3. Treatment schedule

RT consisted of EBRT to the whole pelvis as well as HDR-ICBT. EBRT was administered with 6 or 10 MV photon-beams to the whole pelvis using a four-field box technique. The CTV included the whole uterus, vagina, parametrial region, as well as the regional lymph node (LN) area, and for PALN-positive patients, the PALN area was also irradiated. The planning target volume consisted of the CTV plus a 0.5 to 1.0 cm margin. The daily dose was 1.8 to 2.0 Gy, delivered once a day, 5 days a week. Depending on tumor size, the whole pelvis was irradiated with up to 20 to 40 Gy, then a boost was performed, to between 50 to 50.4 Gy, to the parametrium with a 4 cm-wide central block using the anteroposterior parallel two-field technique. For PLN metastasis greater than or equal to 10 mm minimum in diameter on CT or MRI, a boost of 10 Gy in 2 Gy fractions was delivered to PLN metastases at the clinician’s discretion.

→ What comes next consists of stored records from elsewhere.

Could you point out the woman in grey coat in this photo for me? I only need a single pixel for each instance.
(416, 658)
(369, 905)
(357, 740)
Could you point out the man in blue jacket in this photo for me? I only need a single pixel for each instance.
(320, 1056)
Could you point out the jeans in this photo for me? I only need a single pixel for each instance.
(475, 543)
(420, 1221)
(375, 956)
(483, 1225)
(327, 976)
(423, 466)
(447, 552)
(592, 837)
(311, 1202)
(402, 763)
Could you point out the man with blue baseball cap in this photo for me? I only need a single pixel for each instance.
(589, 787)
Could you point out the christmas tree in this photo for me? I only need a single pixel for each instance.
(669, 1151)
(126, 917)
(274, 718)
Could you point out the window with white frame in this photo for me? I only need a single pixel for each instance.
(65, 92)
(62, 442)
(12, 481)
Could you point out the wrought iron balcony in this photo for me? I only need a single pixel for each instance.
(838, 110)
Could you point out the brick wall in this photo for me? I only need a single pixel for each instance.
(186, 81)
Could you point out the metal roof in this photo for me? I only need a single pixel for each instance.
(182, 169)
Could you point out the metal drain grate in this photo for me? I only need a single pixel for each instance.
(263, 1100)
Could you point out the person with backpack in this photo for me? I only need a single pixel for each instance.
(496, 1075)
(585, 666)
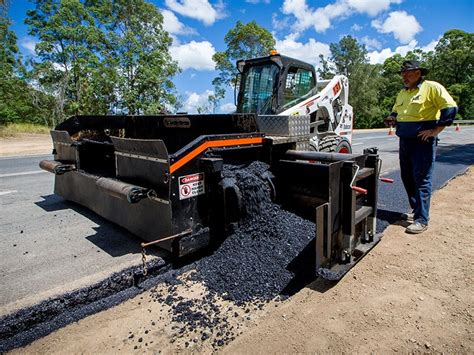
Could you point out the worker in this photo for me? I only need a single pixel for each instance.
(422, 110)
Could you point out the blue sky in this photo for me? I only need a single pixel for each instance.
(303, 29)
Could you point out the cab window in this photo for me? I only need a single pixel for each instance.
(299, 82)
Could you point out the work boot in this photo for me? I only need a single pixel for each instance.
(416, 228)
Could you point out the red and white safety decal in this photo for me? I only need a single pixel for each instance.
(191, 185)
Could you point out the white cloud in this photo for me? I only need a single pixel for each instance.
(403, 26)
(372, 7)
(196, 100)
(431, 46)
(200, 10)
(320, 18)
(194, 55)
(173, 26)
(378, 57)
(227, 108)
(371, 43)
(29, 44)
(308, 52)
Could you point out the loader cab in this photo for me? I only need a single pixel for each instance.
(270, 85)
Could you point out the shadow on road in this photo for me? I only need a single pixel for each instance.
(455, 154)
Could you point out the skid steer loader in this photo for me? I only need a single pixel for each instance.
(160, 177)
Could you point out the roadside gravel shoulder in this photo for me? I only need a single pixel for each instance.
(410, 294)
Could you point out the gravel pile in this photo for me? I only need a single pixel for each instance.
(259, 259)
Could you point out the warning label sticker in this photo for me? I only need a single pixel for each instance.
(191, 185)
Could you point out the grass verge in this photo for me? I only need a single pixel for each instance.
(14, 129)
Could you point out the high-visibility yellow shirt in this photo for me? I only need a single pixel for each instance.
(419, 108)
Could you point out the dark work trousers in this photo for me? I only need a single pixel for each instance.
(416, 168)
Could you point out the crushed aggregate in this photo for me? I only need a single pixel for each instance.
(236, 285)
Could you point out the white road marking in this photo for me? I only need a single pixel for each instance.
(26, 156)
(7, 192)
(23, 173)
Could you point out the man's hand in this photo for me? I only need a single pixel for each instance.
(390, 121)
(425, 135)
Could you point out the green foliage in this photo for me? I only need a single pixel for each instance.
(348, 57)
(136, 54)
(13, 129)
(100, 56)
(453, 66)
(19, 102)
(244, 41)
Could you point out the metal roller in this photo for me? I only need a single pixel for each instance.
(56, 167)
(131, 193)
(317, 156)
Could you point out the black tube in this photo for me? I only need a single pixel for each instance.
(320, 156)
(56, 167)
(119, 189)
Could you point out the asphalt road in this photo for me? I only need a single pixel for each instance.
(51, 246)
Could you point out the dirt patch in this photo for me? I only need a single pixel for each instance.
(410, 294)
(26, 144)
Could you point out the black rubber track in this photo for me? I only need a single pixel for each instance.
(29, 324)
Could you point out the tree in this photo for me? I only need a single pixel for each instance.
(348, 57)
(244, 41)
(453, 66)
(136, 51)
(67, 49)
(19, 102)
(100, 56)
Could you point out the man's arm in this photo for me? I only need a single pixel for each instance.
(446, 119)
(390, 120)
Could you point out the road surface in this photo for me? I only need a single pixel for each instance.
(51, 246)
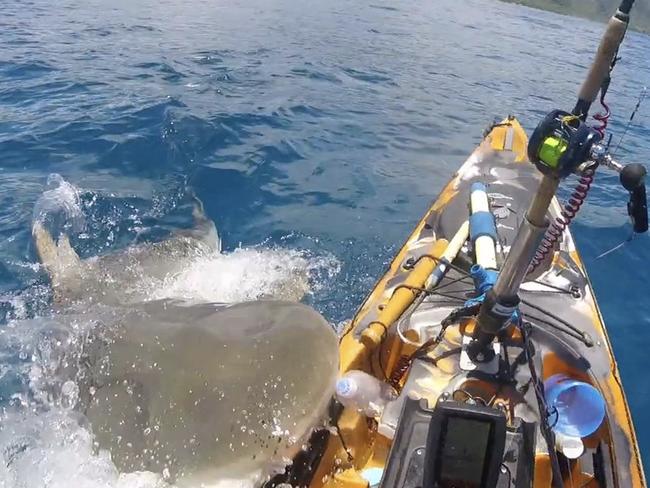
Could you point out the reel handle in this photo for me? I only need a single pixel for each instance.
(633, 180)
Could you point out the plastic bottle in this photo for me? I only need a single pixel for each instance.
(580, 408)
(363, 392)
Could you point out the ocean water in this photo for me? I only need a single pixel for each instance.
(315, 133)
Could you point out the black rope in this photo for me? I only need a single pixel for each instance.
(554, 287)
(538, 386)
(575, 332)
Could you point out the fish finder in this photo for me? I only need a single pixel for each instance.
(459, 445)
(464, 447)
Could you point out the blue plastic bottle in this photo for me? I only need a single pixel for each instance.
(580, 407)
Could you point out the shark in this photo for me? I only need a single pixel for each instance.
(199, 392)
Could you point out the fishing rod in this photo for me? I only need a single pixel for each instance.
(562, 144)
(597, 79)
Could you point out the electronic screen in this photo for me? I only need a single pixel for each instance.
(463, 453)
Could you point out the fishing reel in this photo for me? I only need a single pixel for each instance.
(563, 144)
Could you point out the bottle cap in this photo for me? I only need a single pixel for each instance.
(572, 447)
(346, 387)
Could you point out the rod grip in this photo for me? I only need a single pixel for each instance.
(599, 70)
(633, 179)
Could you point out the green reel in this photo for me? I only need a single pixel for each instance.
(560, 143)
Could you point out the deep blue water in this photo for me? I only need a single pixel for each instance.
(326, 127)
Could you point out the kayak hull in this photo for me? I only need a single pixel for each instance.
(560, 285)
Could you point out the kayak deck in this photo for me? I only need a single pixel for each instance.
(567, 332)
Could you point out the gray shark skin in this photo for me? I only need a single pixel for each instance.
(207, 392)
(198, 392)
(121, 277)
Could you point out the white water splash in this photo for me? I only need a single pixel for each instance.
(249, 274)
(60, 206)
(43, 441)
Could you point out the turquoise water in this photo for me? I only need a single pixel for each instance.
(315, 134)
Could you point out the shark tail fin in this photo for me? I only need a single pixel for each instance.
(203, 224)
(55, 257)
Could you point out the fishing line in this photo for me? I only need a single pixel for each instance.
(617, 247)
(642, 96)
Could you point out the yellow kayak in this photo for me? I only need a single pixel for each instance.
(405, 335)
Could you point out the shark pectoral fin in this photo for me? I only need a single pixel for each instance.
(46, 248)
(67, 255)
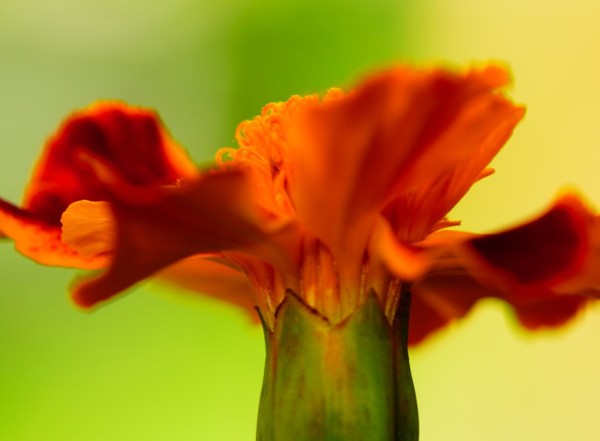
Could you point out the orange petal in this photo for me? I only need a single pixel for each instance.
(40, 241)
(545, 252)
(207, 277)
(543, 269)
(352, 155)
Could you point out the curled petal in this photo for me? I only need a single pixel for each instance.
(158, 227)
(132, 139)
(544, 269)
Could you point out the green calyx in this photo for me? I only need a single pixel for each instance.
(346, 381)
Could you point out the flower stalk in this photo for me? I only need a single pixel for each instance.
(345, 381)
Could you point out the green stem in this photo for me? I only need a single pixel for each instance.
(338, 382)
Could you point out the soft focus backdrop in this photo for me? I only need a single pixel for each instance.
(156, 366)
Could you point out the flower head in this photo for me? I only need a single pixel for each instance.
(330, 198)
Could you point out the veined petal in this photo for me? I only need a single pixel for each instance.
(132, 139)
(545, 269)
(158, 227)
(549, 251)
(354, 154)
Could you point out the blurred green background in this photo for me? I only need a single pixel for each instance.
(159, 367)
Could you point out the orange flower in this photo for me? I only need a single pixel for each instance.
(329, 198)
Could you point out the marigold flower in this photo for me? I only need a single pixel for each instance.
(329, 198)
(328, 217)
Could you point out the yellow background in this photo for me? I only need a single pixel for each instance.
(154, 366)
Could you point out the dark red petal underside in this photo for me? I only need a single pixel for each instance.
(131, 139)
(544, 251)
(550, 313)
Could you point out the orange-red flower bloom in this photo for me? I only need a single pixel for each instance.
(330, 198)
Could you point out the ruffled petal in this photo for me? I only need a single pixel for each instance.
(545, 270)
(550, 251)
(353, 155)
(131, 139)
(157, 227)
(40, 241)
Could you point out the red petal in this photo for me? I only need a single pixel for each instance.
(544, 252)
(156, 228)
(205, 276)
(39, 241)
(131, 139)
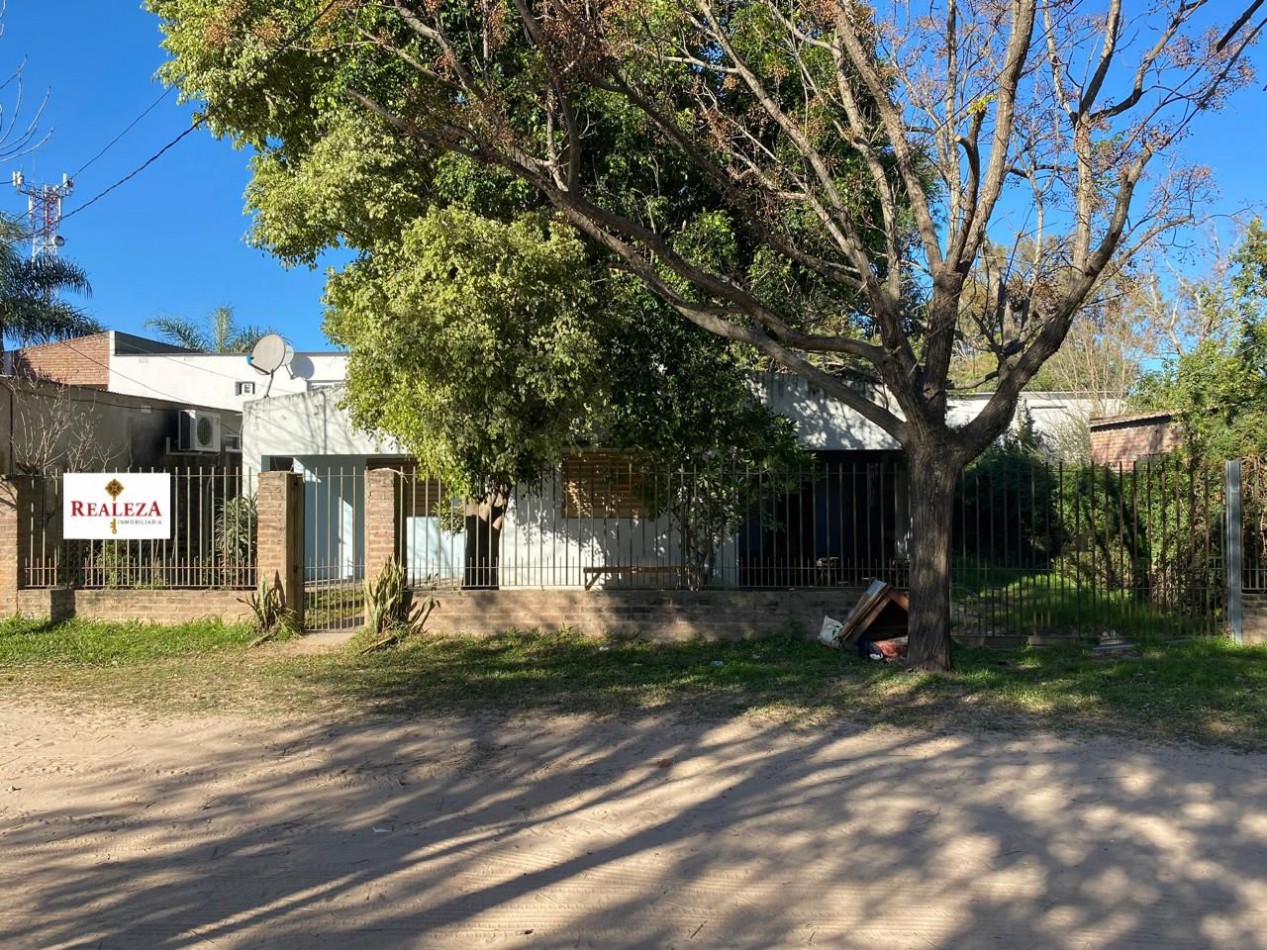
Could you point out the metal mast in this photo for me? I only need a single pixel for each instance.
(44, 209)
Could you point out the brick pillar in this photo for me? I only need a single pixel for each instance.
(382, 506)
(15, 498)
(280, 546)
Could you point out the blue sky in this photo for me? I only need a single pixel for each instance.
(171, 240)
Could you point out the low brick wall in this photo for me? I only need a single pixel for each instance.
(1253, 628)
(659, 614)
(146, 606)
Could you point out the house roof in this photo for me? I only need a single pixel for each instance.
(1149, 418)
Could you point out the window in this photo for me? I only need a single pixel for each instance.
(599, 485)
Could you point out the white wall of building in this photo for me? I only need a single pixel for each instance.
(826, 424)
(540, 547)
(213, 379)
(309, 424)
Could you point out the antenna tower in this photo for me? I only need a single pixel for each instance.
(44, 209)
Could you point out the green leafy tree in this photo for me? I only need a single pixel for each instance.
(219, 333)
(32, 309)
(1219, 385)
(760, 166)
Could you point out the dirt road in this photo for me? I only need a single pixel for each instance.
(118, 832)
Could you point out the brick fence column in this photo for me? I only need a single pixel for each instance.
(382, 503)
(280, 545)
(383, 488)
(15, 498)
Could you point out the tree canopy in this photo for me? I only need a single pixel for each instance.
(32, 309)
(219, 333)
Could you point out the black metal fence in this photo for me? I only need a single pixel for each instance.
(212, 544)
(604, 521)
(1037, 547)
(1088, 549)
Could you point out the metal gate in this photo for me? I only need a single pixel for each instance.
(333, 547)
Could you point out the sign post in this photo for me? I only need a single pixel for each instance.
(117, 506)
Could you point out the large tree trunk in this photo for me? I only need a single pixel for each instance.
(934, 474)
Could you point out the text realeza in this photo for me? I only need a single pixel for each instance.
(115, 509)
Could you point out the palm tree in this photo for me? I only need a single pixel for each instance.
(31, 307)
(219, 336)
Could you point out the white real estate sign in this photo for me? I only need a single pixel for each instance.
(115, 504)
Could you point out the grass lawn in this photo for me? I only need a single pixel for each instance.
(1205, 689)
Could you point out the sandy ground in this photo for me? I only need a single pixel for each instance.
(212, 832)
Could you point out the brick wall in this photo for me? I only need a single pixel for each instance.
(1253, 628)
(13, 498)
(382, 499)
(280, 536)
(82, 362)
(145, 606)
(659, 614)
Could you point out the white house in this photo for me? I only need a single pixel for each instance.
(578, 530)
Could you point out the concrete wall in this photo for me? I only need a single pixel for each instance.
(210, 379)
(309, 424)
(56, 428)
(825, 424)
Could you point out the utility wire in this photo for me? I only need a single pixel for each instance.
(202, 119)
(129, 127)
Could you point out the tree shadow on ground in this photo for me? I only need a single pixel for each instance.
(568, 831)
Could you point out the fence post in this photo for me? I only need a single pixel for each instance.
(15, 498)
(382, 502)
(1234, 560)
(280, 547)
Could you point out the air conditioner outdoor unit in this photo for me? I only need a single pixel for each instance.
(199, 431)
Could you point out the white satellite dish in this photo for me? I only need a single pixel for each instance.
(270, 354)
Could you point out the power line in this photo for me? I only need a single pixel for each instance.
(126, 179)
(126, 131)
(202, 119)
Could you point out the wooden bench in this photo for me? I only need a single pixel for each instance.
(596, 573)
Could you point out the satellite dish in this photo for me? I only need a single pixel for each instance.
(270, 354)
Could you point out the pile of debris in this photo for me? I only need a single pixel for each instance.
(881, 613)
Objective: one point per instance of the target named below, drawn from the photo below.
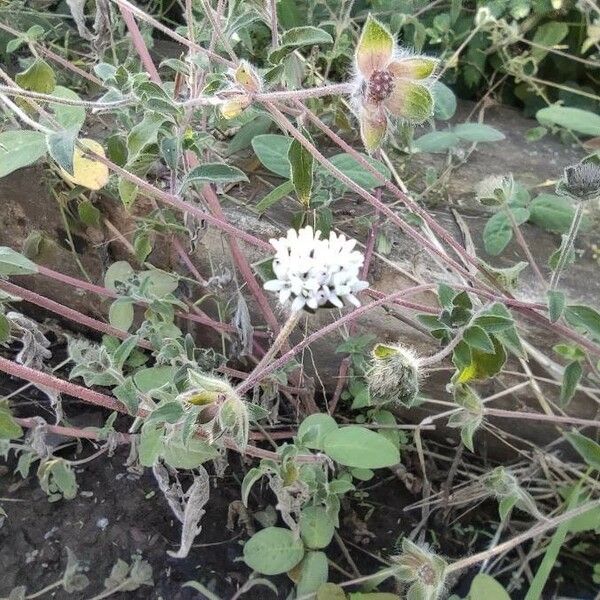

At the insertion of the central block to EBRT, HDR-ICBT was started, using an Iridium-192 remote after loading technique, in 6 Gy fractions, once or twice a week, for a minimum of 3 to 4 fractions (microSelectron, Nucletron BV, Veenendaal, The Netherlands). In most cases, the combination of a tandem and ovoid applicator was used for the prescription at point A with CT-based image-guided volume optimization. In cases with lower vaginal extension, a tandem-cylinder was used for the prescription at the 2 cm-line from a tandem in the uterine cavity, and at a 5 mm-line from the applicator surface in the vagina, in order to fully cover the target. Implantation was performed under intravenous anesthesia. At the clinician’s discretion, patients with residual tumors received additional ICBT doses of 4.0 to 4.5 Gy per fraction. For patients with an anatomy not allowing for the application of standard ICBT wherein the tumor could not be encompassed, ISBT was selected. In such cases, EBRT was administered to the whole pelvis, without a central block, up to 45 Gy, and then ISBT was started. Implantation was performed under intravenous and epidural anesthesia through a transperineal route mainly using the Martinez Universal Perineal Interstitial Template (ELEKTA, Stockholm, Sweden). The irradiation was administered twice a day to the primary tumor, with at least 6 hours between each treatment session, for up to 24 Gy in 6 Gy fractions. Prior to 2013, brachytherapy was planned based on CT using PLATO software ver. 14. 2. 6 (Nucletron). From 2013, Oncentra Brachy Treatment Planning (ELEKTA) was used.

The doses to the tumor from both EBRT and HDR-ICBT (or HDR-ISBT) were normalized to the biologically equivalent doses in 2 Gy fractions (GyEQD2) based on the linear-quadratic model using an α/β ratio of 10 Gy.

Combined chemotherapy was used for patients with locally advanced disease (IIB–IVA), a bulky tumor larger than 4 cm as the minimum diameter, and/or LN metastasis. A chemotherapy agent was administered on the first day of RT. From 2001 to 2007, cisplatin was administered at 75 mg/m2, tri-weekly, for 3 cycles. After 2007, cisplatin (40 mg/m2 weekly for 6 cycles) or nedaplatin (75 to 100 mg/m2 tri-weekly for 3 cycles) became the principal drugs of the chemotherapy regimen. At the clinician’s discretion, cases with advanced age, lower performance status, or renal dysfunction were given a reduction in dose.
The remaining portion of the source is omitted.